About Gyros

Gyrocopters were invented and first flown in the U.S by Dr. Igor Bensen in 1955. Before the Gyrocopter, there was the Gyroglider of the 1940’s. The original “autogiro” was invented by Sr. Juan de la Cierva, a Spanish aeronautical engineer around 1923. He had been injured while testing an airplane design, and vowed to build a safe aircraft that would not stall or spin, and descend safely in case of engine failure. Cierva came to the U.S to form his own company. About 200 autogyros were manufactured and sold during the 1930’s, where they saw action for agricultural work and by the US Army.


The name “Gyrocopter” combines the descriptions of the flying features of the autogyro and the helicopter. The name Gyrocopter is owned by the Bensen Aircraft Corporation and is actually a brand name like Kleenex. The FAA refers to these flying machines as gyroplanes, but whether they are referred to as gyrocopters, gyroplanes or autogyros, they are all talking about the same thing.


The first autogyros used short wings, but later the function of lift and flight controls were transferred to the rotor.


The rotor of the autogyro is not powered in flight. The airflow goes through the rotor from the bottom up. It is exactly the opposite of the helicopter, where the airflow comes from the top of the rotor. Because there is no power on the rotor, there is no torque against the airframe.
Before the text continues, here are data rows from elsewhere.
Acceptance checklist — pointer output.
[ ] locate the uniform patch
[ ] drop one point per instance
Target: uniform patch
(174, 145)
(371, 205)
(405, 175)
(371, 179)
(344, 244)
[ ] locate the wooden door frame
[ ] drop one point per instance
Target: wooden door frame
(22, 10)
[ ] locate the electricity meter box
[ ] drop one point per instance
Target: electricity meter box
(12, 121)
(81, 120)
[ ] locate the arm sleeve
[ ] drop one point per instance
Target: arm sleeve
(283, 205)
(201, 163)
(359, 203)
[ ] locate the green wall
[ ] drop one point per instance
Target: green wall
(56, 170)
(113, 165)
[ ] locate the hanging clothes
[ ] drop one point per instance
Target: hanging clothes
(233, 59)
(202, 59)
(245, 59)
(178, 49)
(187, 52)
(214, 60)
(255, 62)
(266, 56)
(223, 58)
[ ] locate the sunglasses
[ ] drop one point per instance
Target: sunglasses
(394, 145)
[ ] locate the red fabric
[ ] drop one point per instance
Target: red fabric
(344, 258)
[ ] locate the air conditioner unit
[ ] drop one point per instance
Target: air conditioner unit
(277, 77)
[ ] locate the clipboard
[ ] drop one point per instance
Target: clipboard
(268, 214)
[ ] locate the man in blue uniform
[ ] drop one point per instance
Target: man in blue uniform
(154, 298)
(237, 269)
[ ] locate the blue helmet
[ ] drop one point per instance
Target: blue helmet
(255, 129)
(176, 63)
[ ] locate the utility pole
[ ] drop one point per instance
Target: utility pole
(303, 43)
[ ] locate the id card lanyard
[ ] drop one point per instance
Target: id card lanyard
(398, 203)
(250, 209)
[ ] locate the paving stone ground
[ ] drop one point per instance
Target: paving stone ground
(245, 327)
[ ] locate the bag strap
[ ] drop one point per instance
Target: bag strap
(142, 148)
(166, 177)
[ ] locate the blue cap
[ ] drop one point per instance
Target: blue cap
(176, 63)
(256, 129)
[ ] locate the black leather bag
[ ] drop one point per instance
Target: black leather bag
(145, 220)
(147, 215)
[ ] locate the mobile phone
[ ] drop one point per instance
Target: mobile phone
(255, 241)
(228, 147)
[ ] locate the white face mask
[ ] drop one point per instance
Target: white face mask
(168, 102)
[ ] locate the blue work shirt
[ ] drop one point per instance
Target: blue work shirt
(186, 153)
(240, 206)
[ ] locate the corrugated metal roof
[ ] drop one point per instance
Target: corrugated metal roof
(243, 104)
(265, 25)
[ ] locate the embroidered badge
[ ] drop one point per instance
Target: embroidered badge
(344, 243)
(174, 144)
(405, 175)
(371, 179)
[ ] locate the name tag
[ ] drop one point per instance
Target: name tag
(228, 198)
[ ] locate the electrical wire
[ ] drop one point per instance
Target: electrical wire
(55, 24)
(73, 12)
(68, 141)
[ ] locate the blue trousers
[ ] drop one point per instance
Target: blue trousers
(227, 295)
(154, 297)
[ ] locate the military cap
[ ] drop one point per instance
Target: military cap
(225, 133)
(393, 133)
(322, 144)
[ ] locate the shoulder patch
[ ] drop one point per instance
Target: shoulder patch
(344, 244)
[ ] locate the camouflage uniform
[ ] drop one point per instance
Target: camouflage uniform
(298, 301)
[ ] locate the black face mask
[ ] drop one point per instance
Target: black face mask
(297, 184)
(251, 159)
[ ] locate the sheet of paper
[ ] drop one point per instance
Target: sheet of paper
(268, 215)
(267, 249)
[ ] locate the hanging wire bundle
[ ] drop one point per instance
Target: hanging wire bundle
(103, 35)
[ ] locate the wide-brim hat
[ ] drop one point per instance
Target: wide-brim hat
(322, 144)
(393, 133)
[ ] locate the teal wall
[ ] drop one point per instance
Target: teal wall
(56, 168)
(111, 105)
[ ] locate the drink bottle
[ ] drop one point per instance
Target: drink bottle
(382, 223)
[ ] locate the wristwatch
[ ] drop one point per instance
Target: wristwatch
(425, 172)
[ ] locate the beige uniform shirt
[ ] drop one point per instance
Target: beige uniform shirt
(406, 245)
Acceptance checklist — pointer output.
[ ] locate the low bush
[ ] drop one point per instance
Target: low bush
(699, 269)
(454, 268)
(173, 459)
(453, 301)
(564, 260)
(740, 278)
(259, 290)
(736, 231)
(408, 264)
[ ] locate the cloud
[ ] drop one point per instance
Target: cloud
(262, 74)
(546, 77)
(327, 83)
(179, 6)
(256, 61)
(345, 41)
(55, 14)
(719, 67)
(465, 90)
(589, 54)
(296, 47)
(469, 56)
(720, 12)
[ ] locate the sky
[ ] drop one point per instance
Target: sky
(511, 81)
The helicopter came about much earlier than the autogyro. The first successes came in France as early as 1907, but the helicopter really didn’t blossom until 1940 when inventor Igor Sikorsky developed the tail-rotor type of helicopter design we are familiar with even to this day. The helicopter’s main advantages include its abilities to take off and land vertically, hover, and fly sideways and backwards, but the cost of this advanced flying machine puts it out of the reach of most average people.


The helicopter has a nose-down attitude during flight. That’s because it must tilt its rotor forward and pull itself forward by the rotor. This is just the opposite of the autogyro, which has the rotor tilted backward, with an almost level attitude during forward flight. Its forward motion comes from a pushing propeller.


Returning to the term “gyrocopter”… It is really derived from the similarities between helicopters and autogyros, for there are certain circumstances where the helicopter flies like autogyros and vice versa. The helicopter flies like an autogyro when its engine quits or power drops to zero. Almost all helicopters have the ability to fly in auto-rotation, where their rotors are turned by the force of wind alone, just as in autogyros. In a helicopter, this is a safety feature for descent under control in case of an engine failure.